In [1]:
import numpy as np
import pydub
import requests
import os
import json

### mp3 to nparray
You need ffmpeg installed and added to path to use pydub

In [2]:
def mp3_to_np(mp3_file, normalized=False):
    """MP3 to numpy array"""
    a = pydub.AudioSegment.from_mp3(mp3_file)
    y = np.array(a.get_array_of_samples())
    if a.channels == 2:
        y = y.reshape((-1, 2))
    if normalized:
        return a.frame_rate, np.float32(y) / 2**15
    else:
        return a.frame_rate, y

def np_to_mp3(dest_file, sr, x, normalized=False):
    """numpy array to MP3"""
    channels = 2 if (x.ndim == 2 and x.shape[1] == 2) else 1
    if normalized:  # normalized array - each item should be a float in [-1, 1)
        y = np.int16(x * 2 ** 15)
    else:
        y = np.int16(x)
    song = pydub.AudioSegment(y.tobytes(), frame_rate=sr, sample_width=2, channels=channels)
    song.export(dest_file, format="mp3", bitrate="320k")

#### Download select mp3 files for local machine testing

In [17]:
SELECT_SPECIES = ["Pale-legged_Leaf_Warbler", "Black-crested_Bulbul", "Blue_Whistling_Thrush", 
                  "Orange-bellied_Flowerpecker", "Great_Slaty_Woodpecker"]
PATH = "./data/mp3/"

for filename in os.listdir("./data"):
    if filename[:-5] in SELECT_SPECIES:
        with open("./data/" + filename, 'r') as speciesFile:
            species_data = json.load(speciesFile)
            #for i in range(0, len(species_data)):
            for i in range(0, 3):            #just grabbing a few for now 
                d = species_data[i]
                if d["file-name"].endswith(".mp3"):
                    mp3_url = d["file"]
                    r = requests.get(mp3_url, allow_redirects=True)
                    open(PATH + filename[:-5] + f"_{i}.mp3", 'wb').write(r.content)

In [3]:
numpy_audio_sample = mp3_to_np("data/mp3/Blue_Whistling_Thrush_0.mp3")

In [6]:
np_to_mp3("data/mp3/test.mp3", numpy_audio_sample[0], numpy_audio_sample[1])

In [9]:
print("Audio length in seconds: ")
print(len(numpy_audio_sample[1])/numpy_audio_sample[0])

Audio length in seconds: 
31.978666666666665


In [4]:
# Finds the max-sum window (sub array) in a given np array.
#
# array = array or list to parse
# sr = sample rate
# samples_per_window = length of desired window 
# stride_coeff = controls stride of sliding window. stride = stride_coeff * sr
#              (In other words, a stride_coeff = .5 means a stride of half a second)
#
# Returns the start (i) and end (j) indicies of the window in the given array\
#
# *** Perhaps in the future we should punish window values near the start and end.
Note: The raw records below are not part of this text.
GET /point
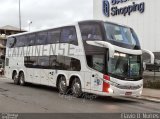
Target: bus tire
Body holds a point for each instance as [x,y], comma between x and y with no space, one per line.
[15,78]
[62,85]
[76,87]
[21,79]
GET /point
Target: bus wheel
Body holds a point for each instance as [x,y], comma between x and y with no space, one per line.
[62,85]
[15,79]
[76,88]
[21,79]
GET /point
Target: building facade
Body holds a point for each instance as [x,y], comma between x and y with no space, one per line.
[141,15]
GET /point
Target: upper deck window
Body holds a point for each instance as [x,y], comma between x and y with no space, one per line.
[121,34]
[69,35]
[91,31]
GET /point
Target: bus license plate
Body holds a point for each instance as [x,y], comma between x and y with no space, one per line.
[128,93]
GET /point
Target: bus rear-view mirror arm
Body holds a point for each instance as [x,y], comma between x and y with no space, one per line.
[151,55]
[104,44]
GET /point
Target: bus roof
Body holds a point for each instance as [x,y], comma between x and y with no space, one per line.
[60,26]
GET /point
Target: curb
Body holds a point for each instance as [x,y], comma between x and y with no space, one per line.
[147,99]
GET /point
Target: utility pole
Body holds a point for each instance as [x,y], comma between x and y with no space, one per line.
[20,15]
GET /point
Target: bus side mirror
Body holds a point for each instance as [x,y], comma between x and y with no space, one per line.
[151,54]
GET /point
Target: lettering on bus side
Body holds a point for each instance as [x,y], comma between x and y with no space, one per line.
[52,49]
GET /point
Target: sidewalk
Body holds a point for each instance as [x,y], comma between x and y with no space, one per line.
[150,95]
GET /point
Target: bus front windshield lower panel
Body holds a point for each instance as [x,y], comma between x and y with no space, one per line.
[125,67]
[122,36]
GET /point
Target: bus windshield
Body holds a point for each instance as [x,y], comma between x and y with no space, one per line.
[125,66]
[120,34]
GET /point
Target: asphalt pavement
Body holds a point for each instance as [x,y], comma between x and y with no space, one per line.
[42,99]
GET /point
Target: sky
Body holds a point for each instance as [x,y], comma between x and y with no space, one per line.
[44,13]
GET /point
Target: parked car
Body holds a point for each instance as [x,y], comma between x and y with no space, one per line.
[152,67]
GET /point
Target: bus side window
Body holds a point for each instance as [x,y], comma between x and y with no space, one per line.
[30,62]
[91,32]
[43,62]
[7,61]
[31,39]
[41,38]
[53,36]
[11,42]
[53,61]
[21,41]
[69,35]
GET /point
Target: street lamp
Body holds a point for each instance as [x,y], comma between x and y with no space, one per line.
[29,24]
[20,14]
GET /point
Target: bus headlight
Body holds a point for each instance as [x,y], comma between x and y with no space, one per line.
[140,92]
[110,90]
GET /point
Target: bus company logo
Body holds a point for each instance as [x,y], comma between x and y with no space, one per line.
[111,8]
[106,8]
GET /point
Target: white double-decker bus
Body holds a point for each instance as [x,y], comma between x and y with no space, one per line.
[93,56]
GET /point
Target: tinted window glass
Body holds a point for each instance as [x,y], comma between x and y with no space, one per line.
[68,35]
[60,64]
[73,63]
[30,62]
[43,62]
[7,62]
[41,38]
[96,62]
[53,36]
[53,61]
[91,32]
[31,39]
[20,41]
[11,42]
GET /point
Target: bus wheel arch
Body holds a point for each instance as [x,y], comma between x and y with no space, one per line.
[15,77]
[21,78]
[75,86]
[62,84]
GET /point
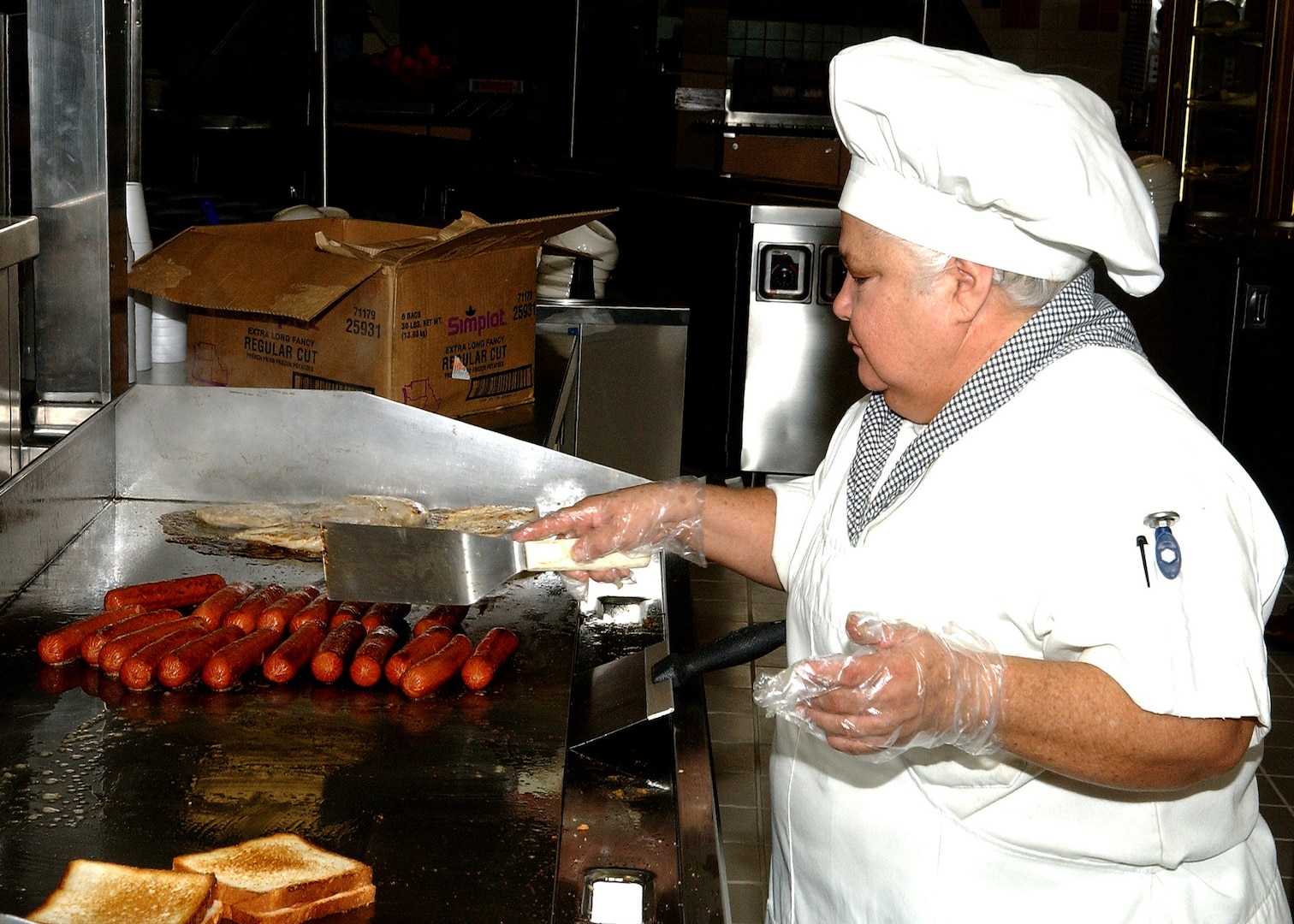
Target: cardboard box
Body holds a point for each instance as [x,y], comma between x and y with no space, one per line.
[437,318]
This would help center the bird call ***

def find_max_window(array, sr, samples_per_window, stride_coeff=.5):
    if samples_per_window > len(array):
        return (-1, -1)
    
    stride = int(stride_coeff * sr)
    if stride > len(array):
        return (-1, 1)
    
    if isinstance(array, list):
        array = np.array(array)
    
    array = abs(array)
    max_sum = 0
    best_i, best_j = -1, -1
    i, j = 0, samples_per_window
    
    while j <= len(array):
        curr_sum = sum(array[i:j])
        if curr_sum > max_sum:
            max_sum = curr_sum
            best_i, best_j = i, j
        i += stride
        j += stride
    
    return (best_i, best_j)
    

In [5]:
# Extracts max total magnitude windows "window_size" seconds long.
#
# audio_array = 1D numpy array representing audio file
# sr = sample rate
# window_size = desired length of windows in seconds
#
# Returns a list of numpy arrays (windows)

def extract_best_windows(audio_array, sr, window_size=5):
    samples_per_window = sr * window_size
    if samples_per_window > len(audio_array):
        return []
    
    ret = []
    start, end = find_max_window(audio_array, sr, samples_per_window)
    max_window = audio_array[start:end]
    
    ret.append(max_window)
    ret.extend(extract_best_windows(audio_array[0:start], sr, window_size=5))
    ret.extend(extract_best_windows(audio_array[end:], sr, window_size=5))
    
    return ret
    
    

In [6]:
# run this cell to test :)
a = extract_best_windows(numpy_audio_sample[1], numpy_audio_sample[0])
# np_to_mp3("data/mp3/test0.mp3", numpy_audio_sample[0], a[0])
# np_to_mp3("data/mp3/test1.mp3", numpy_audio_sample[0], a[1])
# np_to_mp3("data/mp3/test2.mp3", numpy_audio_sample[0], a[2])
# np_to_mp3("data/mp3/test3.mp3", numpy_audio_sample[0], a[3])

In [8]:
np.shape(a[0])

(240000,)